Which Asset Classes Will Lead San Diego in 2019?

The economic forecast at CREW San Diego this week gave industrial and office assets the highest grades for 2019.

San Diego

Industrial and office assets could be best positioned for a strong 2019, according to Lynn Reaser, Ph.D, CBE, chief economist and adjunct professor of economics at Point Loma Nazarene University. Reaser spoke at the economic forecast luncheon for CREW San Diego this week, held at University Club atop Symphony Towers. The economic outlook predicted stable economic growth in 2019, with GDP growth at 2.4%, 2% inflation, two more rate hikes and stock market gains of 8% or 9%.

In addition to the national overview, she also gave a more local San Diego outlook of specific asset classes. The office market will continue to see strong hiring and rent increases in 2019 with little speculative building, keeping the market in check. While growing competition from shared space providers and potentially flat absorption were concerns, she gave the office market a solid B for 2019. In San Diego, naval expansion, biotech, travel and entertainment will continue to drive the jobs market, and there will be 20,000 new jobs added this year.
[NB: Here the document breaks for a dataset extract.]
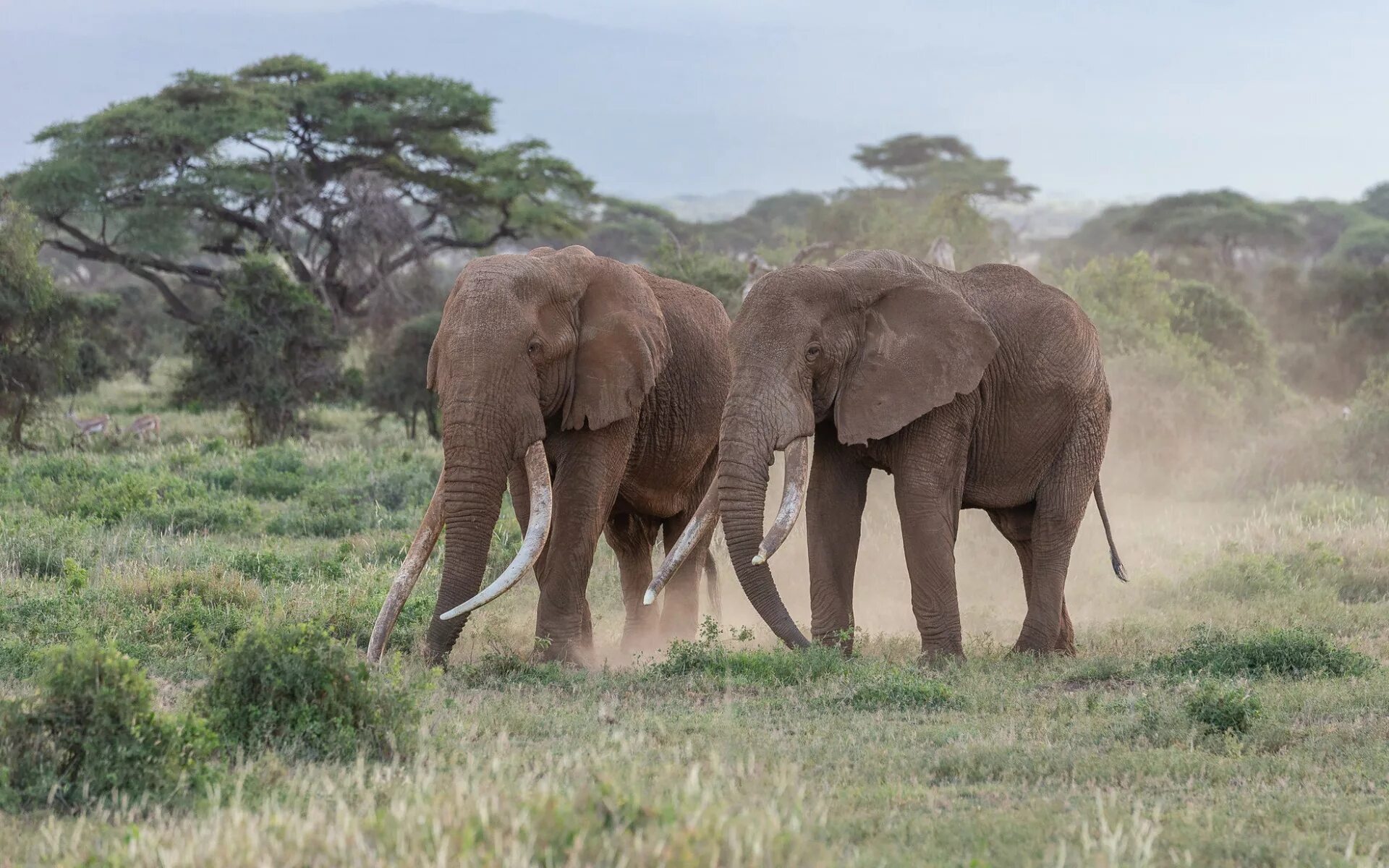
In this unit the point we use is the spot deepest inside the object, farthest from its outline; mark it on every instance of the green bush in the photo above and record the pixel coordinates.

However, housing cost, labor supply and immigration will constrain the market.

Industrial, however, was the clear winner. Reaser said that demand from e-commerce and last mile distribution as well as life science, particularly in San Diego, is strong. While there is a large construction pipeline to pay attention to, with 1.4 million square feet planned in San Diego for 2019, she gave the asset class an A rating for 2019.
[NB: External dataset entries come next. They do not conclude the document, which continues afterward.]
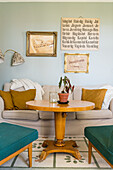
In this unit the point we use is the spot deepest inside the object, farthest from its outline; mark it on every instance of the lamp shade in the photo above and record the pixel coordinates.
(1, 57)
(17, 59)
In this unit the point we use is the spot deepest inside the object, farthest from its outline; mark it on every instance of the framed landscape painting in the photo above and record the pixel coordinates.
(41, 44)
(76, 63)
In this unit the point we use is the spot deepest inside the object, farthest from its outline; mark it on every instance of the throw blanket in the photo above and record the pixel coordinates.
(28, 84)
(108, 96)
While industrial and office got the best outlook for the coming year, Reaser was less bullish on other asset classes. Hospitality received a C- for 2019, due to new hotel developments that will deliver in 2019. Along with convention center uncertainty and minimum wage increases, she expects the asset class to struggle in 2019.

Retail and multifamily—surprisingly—both received B- ratings for 2019. On the retail side the strong job market and wage growth will help to fuel activity. While industrial and ecommerce activity will continue to present a challenge, with little new supply and already low vacancy rates, she was positive on the retail market. For multifamily, which has largely been considered the real estate darling this cycle, slow to flat rent increases paired with potential regulatory constraints, including a potential increase of inclusionary housing from 10% to 15%, and growing anti-developer sentiment could hurt the market. The good news: San Diego is a supply -constrained market with an affordability advantage compared to the rest of Southern California.

Overall, Reaser expects slows gains in 2019 throughout San Diego and California, but still expects growth. Investors playing in the market should expect higher cap rates and prepare their budgets for increased contingencies. With that said, she is optimistic about 2019 activity.